Now an interrupt occurs clearing bit 0 with xEventGroupClearBitsFromISR.
NOTE: The interrupt will return to C since the scheduler is suspended

    C calls xEventGroupSetBits (event_groups.c:173).  This is expected to set
        the bits, make ready any blocking tasks that are waiting, and clear the
        bits if they are set to be cleared.  In this case, bit 2 will be set,
        but nothing will unblock or be cleared as only [2:1] are set now.
    C calculates uxReturn using that value read *before* the ISR hit.  This
        shows [2:0] set.
    C clears the bits and does not block.

In this situation, it would make sense if none of the tasks or all of them were to continue, but only one waking (actually, not blocking at all) is an issue.

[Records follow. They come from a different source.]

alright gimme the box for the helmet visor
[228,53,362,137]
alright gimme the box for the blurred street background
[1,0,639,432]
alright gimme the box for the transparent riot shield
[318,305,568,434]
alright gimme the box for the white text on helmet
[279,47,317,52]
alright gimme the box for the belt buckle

rtel wrote on Monday, March 31, 2014:

I did reply to this post already this morning - but it seems none of the posts I made today actually resulted in the forum being updated. [EDIT: now the third attempt at posting - this time I was prepared though and copied my reply to the clipboard first!]

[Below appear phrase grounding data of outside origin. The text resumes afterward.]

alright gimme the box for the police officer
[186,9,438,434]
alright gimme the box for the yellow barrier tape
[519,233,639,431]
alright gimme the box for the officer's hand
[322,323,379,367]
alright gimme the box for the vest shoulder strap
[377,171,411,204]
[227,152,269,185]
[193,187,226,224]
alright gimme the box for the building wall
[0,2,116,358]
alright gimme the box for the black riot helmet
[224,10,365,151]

My reply to your first post went along the lines of:

Thanks for your efforts here. It looks like the ‘clear bits from isr’ function is doing something it aught not to do. We will consider what’s best to do about that, which may be to implement the function in the RTOS daemon task instead of directly in the ISR - so it works the same way as the ‘set bits from ISR’ function. Ref the logic error - we need to see how that has got through the testing as it should been caught in module tests.

The event groups feature is very new and I think these issues will need a maintenance release to be put out at the first opportunity.

Now onto your second post:

A couple of things here. First the above mentioned change to make the ‘clear bits from ISR’ a deferred function would actually rectify that situation anyway, however the scenario you present is not intended to be valid anyway. This is because event groups used for synchronisation are intended only ever to be cleared automatically when the sync is achieved, and not cleared manually unless a sync is aborted (due to a time out or whatever). That said, this fact is not stated in the documentation and so really you are pointing out a flaw in the documentation rather than the code. The ‘sync’ case being a special case rather than a generic case.

I do appreciate your input.


rtel wrote on Monday, March 31, 2014:

Ref the logic error - we need to see how that has got through the testing as it should been > caught in module tests.

I have looked at why this was not picked up by the tests, and the answer is that it could be argued the line is [almost] obsolete. The tests use the sync function to synchronise multiple tasks - and when this is done the call to xEventGroupSetBits() on line 173 (V8.0.0 code) has already cleared the bits before line 182 executes - therefore the tests were passing even though line 182 was not actually clearing the bits (they were already zero and line 182 just anded a value with 0 to leave them at zero). Therefore, as per the comments in the code, and assuming one event group is not used by more than one set of tasks to affect a sync, line 182 will only actually do anything useful when a task is synching with itself and no other tasks which would not make any sense (that is - it is setting a single bit then waiting for that single bit to be set - which of course it will always be because it just set it…).

None the less, it is conceivable that legitimate scenarios would exist in more dynamic systems, so the line has been corrected and a test added that actually exercises that special case.